Mainstay of treatment is immunosuppression, e.g., methotrexate

Screen for underlying cancer and organise investigations accordingly

Systemic sclerosis/scleroderma

This is an autoimmune disorder characterised by sclerosis (hardening) of the skin and fibrosis of visceral organs, which is more common in middle-aged females.

Fibroblast activation leads to deposition of collagen, causing progressive fibrosis and organ damage. 

Limited type

In this type, skin involvement is limited to hands and face with later organ fibrosis.

This type is associated with anti-centromere antibodies.

Called CREST syndrome: Centromere antibodies, Raynaud’s, Esophagus dysmotility, Sclerodactyly (finger thickening), skin Telangiectasia (capillary dilation)

Diffuse type

In this type, there is early visceral involvement and widespread skin changes.

It can lead to pulmonary fibrosis/hypertension as well as Raynaud’s and GI problems.

It is associated with antibodies to DNA topoisomerase I.

Management

Immunosuppressants

Fibromyalgia

This is a condition which is characterised by chronic widespread pain and a heightened pain response to pressure stimuli, which is more common in women.

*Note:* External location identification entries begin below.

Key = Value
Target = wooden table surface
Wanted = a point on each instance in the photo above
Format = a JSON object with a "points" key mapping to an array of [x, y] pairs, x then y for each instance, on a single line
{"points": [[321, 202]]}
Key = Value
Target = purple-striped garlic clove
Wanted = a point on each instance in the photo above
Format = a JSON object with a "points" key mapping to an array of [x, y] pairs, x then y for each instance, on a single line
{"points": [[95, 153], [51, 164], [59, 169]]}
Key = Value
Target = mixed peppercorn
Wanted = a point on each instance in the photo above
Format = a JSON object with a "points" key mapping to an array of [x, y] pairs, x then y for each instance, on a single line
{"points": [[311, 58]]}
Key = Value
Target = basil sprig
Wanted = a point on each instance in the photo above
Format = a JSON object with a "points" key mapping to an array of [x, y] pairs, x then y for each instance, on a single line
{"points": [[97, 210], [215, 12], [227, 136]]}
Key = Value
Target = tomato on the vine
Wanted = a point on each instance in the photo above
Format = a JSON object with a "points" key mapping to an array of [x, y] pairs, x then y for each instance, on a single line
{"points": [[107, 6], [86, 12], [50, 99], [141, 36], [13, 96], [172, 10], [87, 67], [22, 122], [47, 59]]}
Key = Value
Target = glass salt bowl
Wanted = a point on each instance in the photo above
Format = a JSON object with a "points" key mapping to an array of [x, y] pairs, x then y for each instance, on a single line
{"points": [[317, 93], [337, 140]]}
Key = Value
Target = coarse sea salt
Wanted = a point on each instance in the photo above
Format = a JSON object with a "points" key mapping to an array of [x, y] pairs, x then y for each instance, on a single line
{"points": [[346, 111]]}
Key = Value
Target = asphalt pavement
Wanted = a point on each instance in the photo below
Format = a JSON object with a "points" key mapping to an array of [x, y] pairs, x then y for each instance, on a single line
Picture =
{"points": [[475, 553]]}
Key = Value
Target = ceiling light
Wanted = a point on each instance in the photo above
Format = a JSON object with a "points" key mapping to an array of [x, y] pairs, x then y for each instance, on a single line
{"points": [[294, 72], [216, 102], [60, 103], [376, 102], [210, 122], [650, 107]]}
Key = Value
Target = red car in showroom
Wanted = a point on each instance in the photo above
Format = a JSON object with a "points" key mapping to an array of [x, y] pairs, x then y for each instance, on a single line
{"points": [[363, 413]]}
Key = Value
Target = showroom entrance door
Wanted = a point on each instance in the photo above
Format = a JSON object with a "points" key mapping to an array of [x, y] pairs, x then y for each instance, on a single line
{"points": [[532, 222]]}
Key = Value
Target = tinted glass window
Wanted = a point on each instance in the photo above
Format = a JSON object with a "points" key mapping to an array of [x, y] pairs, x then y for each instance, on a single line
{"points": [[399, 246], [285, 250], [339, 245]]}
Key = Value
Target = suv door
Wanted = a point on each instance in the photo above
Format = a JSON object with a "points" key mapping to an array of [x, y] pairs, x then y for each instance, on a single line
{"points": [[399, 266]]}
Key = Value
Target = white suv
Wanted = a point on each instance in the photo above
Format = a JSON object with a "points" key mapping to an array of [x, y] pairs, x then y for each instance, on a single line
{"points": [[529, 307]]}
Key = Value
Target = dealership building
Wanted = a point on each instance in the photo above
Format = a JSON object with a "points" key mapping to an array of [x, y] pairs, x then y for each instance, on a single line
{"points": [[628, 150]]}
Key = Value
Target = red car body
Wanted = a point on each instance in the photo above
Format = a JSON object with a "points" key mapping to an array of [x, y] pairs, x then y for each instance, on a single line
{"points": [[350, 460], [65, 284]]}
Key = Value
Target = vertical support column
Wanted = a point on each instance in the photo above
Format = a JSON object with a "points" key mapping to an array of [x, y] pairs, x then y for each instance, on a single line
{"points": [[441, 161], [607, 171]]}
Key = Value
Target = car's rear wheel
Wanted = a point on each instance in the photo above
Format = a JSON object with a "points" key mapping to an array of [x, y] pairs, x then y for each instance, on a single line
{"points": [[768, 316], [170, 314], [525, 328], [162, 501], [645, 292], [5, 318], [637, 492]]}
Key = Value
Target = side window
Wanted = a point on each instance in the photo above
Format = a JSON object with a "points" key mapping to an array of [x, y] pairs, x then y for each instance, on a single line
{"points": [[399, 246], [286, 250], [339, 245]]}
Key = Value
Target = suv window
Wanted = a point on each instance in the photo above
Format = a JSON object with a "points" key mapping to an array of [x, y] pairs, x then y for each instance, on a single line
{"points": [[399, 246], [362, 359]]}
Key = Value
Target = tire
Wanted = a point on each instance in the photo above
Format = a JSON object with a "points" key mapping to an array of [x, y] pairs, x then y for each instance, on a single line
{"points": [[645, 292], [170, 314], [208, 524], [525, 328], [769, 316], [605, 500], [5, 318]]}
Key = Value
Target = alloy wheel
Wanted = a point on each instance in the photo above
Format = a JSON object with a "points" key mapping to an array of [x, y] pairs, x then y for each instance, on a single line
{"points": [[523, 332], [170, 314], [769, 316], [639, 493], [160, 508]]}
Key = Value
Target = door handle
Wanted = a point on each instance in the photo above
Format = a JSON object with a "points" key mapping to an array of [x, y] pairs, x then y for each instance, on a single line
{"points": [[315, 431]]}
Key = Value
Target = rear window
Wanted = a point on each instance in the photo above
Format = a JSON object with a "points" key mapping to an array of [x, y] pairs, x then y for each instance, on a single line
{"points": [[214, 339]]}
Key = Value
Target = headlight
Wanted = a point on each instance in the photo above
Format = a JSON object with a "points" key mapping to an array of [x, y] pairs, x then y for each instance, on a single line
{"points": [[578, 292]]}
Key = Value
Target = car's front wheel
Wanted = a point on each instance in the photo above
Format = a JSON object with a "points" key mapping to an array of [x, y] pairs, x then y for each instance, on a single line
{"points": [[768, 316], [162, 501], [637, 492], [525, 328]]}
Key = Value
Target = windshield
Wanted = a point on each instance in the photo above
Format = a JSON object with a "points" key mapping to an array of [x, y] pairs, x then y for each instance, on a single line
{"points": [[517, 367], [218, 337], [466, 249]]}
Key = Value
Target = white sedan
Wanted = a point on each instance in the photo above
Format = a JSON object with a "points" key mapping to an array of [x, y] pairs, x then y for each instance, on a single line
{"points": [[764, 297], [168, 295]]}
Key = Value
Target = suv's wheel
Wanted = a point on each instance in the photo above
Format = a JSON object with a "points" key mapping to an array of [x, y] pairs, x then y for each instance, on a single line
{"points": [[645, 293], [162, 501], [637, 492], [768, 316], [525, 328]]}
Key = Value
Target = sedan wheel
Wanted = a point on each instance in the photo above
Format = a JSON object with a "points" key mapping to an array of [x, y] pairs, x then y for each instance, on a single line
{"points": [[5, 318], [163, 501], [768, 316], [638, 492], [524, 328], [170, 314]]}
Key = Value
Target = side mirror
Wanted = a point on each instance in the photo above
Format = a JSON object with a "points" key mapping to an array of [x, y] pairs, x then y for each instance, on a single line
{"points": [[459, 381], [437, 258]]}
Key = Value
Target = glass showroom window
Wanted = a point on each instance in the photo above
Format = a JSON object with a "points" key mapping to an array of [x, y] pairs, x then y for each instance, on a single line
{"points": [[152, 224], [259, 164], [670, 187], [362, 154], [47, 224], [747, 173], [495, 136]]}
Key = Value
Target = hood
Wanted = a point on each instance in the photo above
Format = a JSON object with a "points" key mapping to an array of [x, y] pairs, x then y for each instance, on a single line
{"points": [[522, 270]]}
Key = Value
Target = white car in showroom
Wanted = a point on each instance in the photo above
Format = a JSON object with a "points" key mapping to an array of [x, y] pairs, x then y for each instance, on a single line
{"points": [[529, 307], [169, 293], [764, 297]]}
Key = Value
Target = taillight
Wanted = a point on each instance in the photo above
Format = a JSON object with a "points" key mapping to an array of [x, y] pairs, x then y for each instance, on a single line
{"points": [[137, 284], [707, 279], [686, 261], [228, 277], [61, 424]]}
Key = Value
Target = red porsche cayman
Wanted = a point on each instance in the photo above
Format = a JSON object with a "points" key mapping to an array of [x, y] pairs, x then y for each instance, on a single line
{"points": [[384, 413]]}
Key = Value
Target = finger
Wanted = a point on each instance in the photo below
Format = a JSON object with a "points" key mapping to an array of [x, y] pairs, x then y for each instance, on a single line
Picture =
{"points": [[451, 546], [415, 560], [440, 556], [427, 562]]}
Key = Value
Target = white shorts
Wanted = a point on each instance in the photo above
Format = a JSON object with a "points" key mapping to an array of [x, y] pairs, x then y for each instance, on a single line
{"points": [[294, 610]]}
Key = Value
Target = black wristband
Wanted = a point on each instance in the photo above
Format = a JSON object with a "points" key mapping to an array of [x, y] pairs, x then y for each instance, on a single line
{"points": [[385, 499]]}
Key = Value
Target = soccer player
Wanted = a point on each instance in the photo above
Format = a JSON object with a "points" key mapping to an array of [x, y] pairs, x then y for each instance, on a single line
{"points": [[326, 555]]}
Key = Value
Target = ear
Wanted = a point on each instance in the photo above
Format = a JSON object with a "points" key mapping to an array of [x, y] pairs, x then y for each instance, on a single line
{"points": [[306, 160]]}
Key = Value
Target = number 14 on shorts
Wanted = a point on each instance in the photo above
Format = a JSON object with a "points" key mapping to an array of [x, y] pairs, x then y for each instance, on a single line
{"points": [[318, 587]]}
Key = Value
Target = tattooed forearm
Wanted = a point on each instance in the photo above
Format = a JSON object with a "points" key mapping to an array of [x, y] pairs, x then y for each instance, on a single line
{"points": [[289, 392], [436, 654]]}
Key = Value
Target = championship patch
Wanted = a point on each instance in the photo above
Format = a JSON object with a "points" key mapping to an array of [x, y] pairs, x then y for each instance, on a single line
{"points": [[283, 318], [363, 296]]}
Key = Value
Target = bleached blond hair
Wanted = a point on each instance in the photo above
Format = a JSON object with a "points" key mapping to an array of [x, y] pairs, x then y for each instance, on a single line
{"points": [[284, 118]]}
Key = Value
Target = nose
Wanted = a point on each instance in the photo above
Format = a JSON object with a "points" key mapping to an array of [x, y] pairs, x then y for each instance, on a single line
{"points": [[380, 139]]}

Its aetiology is not fully understood, and the pain appears to result from the way pain signals are processed by the central nervous system.

The condition is referred to as a “central sensitisation syndrome”.

It is a clinical diagnosis based on ruling out other pathologies. Investigations are typically normal, so the pain cannot be attributed to any other organic cause.

Symptoms

Pain that is chronic (>3 months) and widespread (bilateral, proximal and distal)

Profound fatigue, difficulty concentrating, poor sleep, low mood, headaches

Key tests

Diagnosis of exclusion as investigations will be normal

Management

Multidisciplinary approach to improve overall functioning.

CBT – psychological support

Neuropathic agents, e.g., amitriptyline, pregabalin, gabapentin etc.

Chronic fatigue syndrome

This is like fibromyalgia, but the prominent problem is fatigue, rather than pain.

It is characterised by persistent fatigue lasting > 6 months and present more than 50% of the time. It is also associated with poor sleep, low mood etc.

The management is similar to fibromyalgia with a MDT approach used, except from the use of pharmacological agents.